Loan Rescheduling and Restructuring

Many large borrowers’ business and their debt servicing capacities have been affected by many reasons. Considering the socio-economic impacts and employment generation perspective of the affected large borrowers. Loan Rescheduling and Restructuring is now common in modern banking to keep the bad loan regular.

For requesting rescheduling of loans, the banks shall examine the causes as to why the loan has become non-performing. If it is found from such review that the borrower has diverted the funds elsewhere or the borrower is a habitual loan defaulter the bank shall not consider the application for loan rescheduling. Instead, the bank shall take/continue all legal steps for recovery of the loans.

At the time of considering loan rescheduling proposal, bank must review the borrower’s cash flow statement, balance sheet, income statement and other financial statements conduct spot inspection to assess the borrower’s overall capacity to repay rescheduled liability. If a bank is satisfied after reviewing above mentioned statements that the borrower will be able to repay, the loan may be rescheduled. Otherwise, bank shall take legal steps to realize the loan, make necessary provision and take measures to write-off as the case may be.

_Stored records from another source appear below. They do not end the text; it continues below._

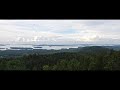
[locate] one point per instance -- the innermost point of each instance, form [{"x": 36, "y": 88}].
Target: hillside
[{"x": 87, "y": 58}]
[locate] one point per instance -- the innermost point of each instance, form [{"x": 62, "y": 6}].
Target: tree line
[{"x": 88, "y": 58}]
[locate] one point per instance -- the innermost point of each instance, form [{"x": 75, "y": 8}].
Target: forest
[{"x": 87, "y": 58}]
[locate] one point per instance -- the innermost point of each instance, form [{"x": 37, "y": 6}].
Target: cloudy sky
[{"x": 60, "y": 31}]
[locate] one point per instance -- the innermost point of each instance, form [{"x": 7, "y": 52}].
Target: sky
[{"x": 60, "y": 31}]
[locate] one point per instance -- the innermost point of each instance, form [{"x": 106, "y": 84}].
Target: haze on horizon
[{"x": 60, "y": 31}]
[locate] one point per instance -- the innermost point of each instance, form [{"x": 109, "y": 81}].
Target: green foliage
[{"x": 90, "y": 58}]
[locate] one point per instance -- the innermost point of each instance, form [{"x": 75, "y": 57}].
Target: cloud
[{"x": 60, "y": 31}]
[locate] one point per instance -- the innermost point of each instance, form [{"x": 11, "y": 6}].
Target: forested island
[{"x": 86, "y": 58}]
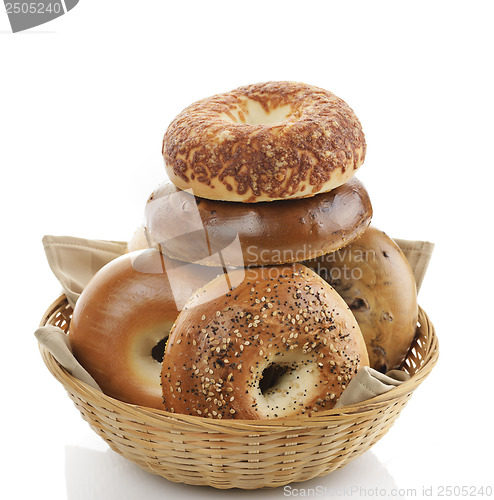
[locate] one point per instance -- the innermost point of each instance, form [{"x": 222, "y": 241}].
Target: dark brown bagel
[
  {"x": 374, "y": 277},
  {"x": 218, "y": 233},
  {"x": 264, "y": 142}
]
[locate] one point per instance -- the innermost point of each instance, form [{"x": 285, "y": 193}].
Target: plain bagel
[
  {"x": 220, "y": 233},
  {"x": 122, "y": 320},
  {"x": 281, "y": 343},
  {"x": 264, "y": 142}
]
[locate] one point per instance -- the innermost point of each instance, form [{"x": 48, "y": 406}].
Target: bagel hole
[
  {"x": 272, "y": 376},
  {"x": 158, "y": 351}
]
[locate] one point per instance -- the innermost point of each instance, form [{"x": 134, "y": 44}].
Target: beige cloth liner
[{"x": 75, "y": 260}]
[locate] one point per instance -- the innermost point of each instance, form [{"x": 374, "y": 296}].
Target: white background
[{"x": 85, "y": 101}]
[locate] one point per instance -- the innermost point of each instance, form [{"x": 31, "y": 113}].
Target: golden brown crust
[
  {"x": 123, "y": 313},
  {"x": 373, "y": 276},
  {"x": 196, "y": 229},
  {"x": 315, "y": 144},
  {"x": 280, "y": 322}
]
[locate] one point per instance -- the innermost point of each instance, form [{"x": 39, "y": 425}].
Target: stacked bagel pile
[{"x": 264, "y": 290}]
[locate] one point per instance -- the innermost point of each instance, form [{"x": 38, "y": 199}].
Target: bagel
[
  {"x": 281, "y": 343},
  {"x": 122, "y": 320},
  {"x": 375, "y": 279},
  {"x": 220, "y": 233},
  {"x": 264, "y": 142}
]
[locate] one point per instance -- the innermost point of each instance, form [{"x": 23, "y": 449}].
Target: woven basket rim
[{"x": 68, "y": 380}]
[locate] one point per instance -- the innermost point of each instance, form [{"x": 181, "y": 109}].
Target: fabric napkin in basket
[{"x": 74, "y": 261}]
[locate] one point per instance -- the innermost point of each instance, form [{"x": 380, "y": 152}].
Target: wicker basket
[{"x": 242, "y": 454}]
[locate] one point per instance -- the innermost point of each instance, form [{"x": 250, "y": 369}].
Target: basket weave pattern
[{"x": 235, "y": 453}]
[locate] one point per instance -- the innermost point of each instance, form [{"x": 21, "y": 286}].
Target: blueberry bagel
[{"x": 281, "y": 343}]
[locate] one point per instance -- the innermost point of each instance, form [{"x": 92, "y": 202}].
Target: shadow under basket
[{"x": 244, "y": 454}]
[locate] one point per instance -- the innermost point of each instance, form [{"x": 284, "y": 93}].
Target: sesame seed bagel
[
  {"x": 281, "y": 343},
  {"x": 214, "y": 232},
  {"x": 264, "y": 142},
  {"x": 122, "y": 320}
]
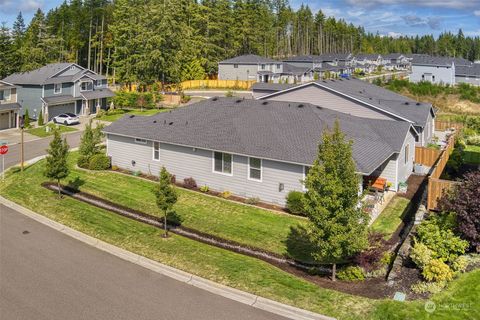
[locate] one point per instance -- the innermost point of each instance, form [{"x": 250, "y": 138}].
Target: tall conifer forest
[{"x": 144, "y": 41}]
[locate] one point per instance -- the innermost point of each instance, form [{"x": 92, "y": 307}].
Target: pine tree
[
  {"x": 338, "y": 227},
  {"x": 166, "y": 196},
  {"x": 57, "y": 155}
]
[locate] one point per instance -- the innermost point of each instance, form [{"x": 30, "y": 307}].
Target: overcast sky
[{"x": 388, "y": 17}]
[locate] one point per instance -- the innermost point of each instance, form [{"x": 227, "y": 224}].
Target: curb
[{"x": 204, "y": 284}]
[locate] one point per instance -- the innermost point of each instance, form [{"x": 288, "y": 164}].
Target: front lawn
[
  {"x": 391, "y": 217},
  {"x": 229, "y": 220},
  {"x": 41, "y": 131},
  {"x": 112, "y": 116},
  {"x": 457, "y": 301}
]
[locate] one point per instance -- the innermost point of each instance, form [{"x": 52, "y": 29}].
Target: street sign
[{"x": 4, "y": 149}]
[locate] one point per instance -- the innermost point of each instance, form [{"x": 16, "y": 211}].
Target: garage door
[
  {"x": 4, "y": 119},
  {"x": 54, "y": 111}
]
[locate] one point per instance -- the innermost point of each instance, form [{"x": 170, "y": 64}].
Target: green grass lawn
[
  {"x": 222, "y": 266},
  {"x": 391, "y": 217},
  {"x": 244, "y": 224},
  {"x": 118, "y": 113},
  {"x": 40, "y": 131},
  {"x": 472, "y": 154}
]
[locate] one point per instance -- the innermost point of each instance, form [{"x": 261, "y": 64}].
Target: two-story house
[
  {"x": 8, "y": 106},
  {"x": 59, "y": 88}
]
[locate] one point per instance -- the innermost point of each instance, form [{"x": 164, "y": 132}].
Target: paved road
[
  {"x": 36, "y": 148},
  {"x": 47, "y": 275}
]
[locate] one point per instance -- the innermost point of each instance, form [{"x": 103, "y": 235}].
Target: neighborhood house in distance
[
  {"x": 255, "y": 148},
  {"x": 60, "y": 88}
]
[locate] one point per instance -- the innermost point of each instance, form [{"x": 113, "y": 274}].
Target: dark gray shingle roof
[
  {"x": 281, "y": 131},
  {"x": 248, "y": 59}
]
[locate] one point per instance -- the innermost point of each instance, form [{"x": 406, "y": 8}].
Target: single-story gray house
[
  {"x": 362, "y": 99},
  {"x": 9, "y": 108},
  {"x": 59, "y": 88},
  {"x": 255, "y": 148}
]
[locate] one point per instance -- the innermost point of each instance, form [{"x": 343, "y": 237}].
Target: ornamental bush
[
  {"x": 99, "y": 162},
  {"x": 295, "y": 202},
  {"x": 420, "y": 254},
  {"x": 436, "y": 233},
  {"x": 437, "y": 270},
  {"x": 352, "y": 273}
]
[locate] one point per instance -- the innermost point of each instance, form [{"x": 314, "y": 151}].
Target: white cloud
[
  {"x": 13, "y": 6},
  {"x": 452, "y": 4}
]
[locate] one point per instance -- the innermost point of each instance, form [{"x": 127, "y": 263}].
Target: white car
[{"x": 66, "y": 119}]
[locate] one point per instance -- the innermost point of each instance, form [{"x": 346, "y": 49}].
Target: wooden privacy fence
[{"x": 436, "y": 186}]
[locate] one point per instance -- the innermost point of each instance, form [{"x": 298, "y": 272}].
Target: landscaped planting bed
[{"x": 229, "y": 268}]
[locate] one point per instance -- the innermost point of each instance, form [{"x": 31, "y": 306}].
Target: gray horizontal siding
[
  {"x": 186, "y": 162},
  {"x": 321, "y": 97}
]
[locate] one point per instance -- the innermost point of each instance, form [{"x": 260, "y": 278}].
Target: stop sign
[{"x": 3, "y": 149}]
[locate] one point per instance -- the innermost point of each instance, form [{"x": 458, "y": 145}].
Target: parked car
[{"x": 66, "y": 119}]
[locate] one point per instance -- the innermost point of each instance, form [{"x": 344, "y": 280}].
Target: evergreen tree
[
  {"x": 338, "y": 226},
  {"x": 166, "y": 196},
  {"x": 56, "y": 166}
]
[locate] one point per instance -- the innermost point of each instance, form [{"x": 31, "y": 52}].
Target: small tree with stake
[
  {"x": 166, "y": 196},
  {"x": 57, "y": 167},
  {"x": 338, "y": 226}
]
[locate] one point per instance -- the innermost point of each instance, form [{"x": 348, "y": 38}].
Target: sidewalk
[{"x": 221, "y": 290}]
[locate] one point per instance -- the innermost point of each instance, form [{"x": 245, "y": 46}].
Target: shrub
[
  {"x": 420, "y": 254},
  {"x": 83, "y": 162},
  {"x": 253, "y": 201},
  {"x": 437, "y": 270},
  {"x": 460, "y": 264},
  {"x": 99, "y": 162},
  {"x": 189, "y": 183},
  {"x": 295, "y": 202},
  {"x": 352, "y": 273},
  {"x": 226, "y": 194},
  {"x": 436, "y": 233},
  {"x": 428, "y": 287}
]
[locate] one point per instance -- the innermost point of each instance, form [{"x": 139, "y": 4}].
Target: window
[
  {"x": 86, "y": 86},
  {"x": 306, "y": 169},
  {"x": 255, "y": 169},
  {"x": 156, "y": 151},
  {"x": 407, "y": 149},
  {"x": 222, "y": 163},
  {"x": 57, "y": 88}
]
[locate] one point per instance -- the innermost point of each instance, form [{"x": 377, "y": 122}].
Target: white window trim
[
  {"x": 213, "y": 164},
  {"x": 54, "y": 88},
  {"x": 140, "y": 141},
  {"x": 153, "y": 151},
  {"x": 261, "y": 170},
  {"x": 304, "y": 177},
  {"x": 81, "y": 82}
]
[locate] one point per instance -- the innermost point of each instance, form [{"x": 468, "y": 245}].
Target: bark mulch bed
[{"x": 375, "y": 288}]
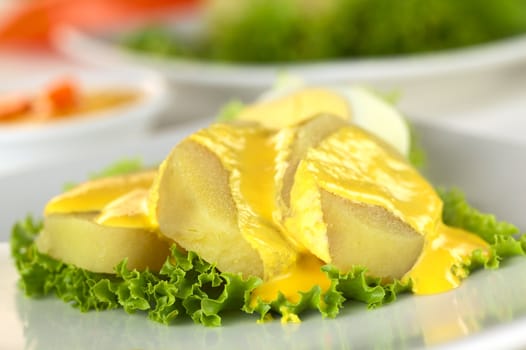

Single Borrower Exposure and Large Loans

For reducing credit concentration risk of banks, Bangladesh Bank advises the scheduled banks from time to time to fix limits on their large credit exposures and their exposures to single and group borrowers. In general, and as practice internationally, exposure ceiling is derived from a bank’s total capital as defined under capital adequacy standards of Basel.

In general, single borrower exposure limit is 35% of the bank’s total capital including non funded facilities subject to the condition that the maximum outstanding against fund based financing facilities (funded facilities) do not exceed 15%. In case of export sector, single borrower exposure limit is 50% of the bank’s total capital including non-funded facilities subject to the condition that the maximum outstanding against funded financing facilities do not exceed 15%. However, for financing in Power sector maximum allowable funded limit can be beyond 15% but not exceeding 25% of bank’s capital.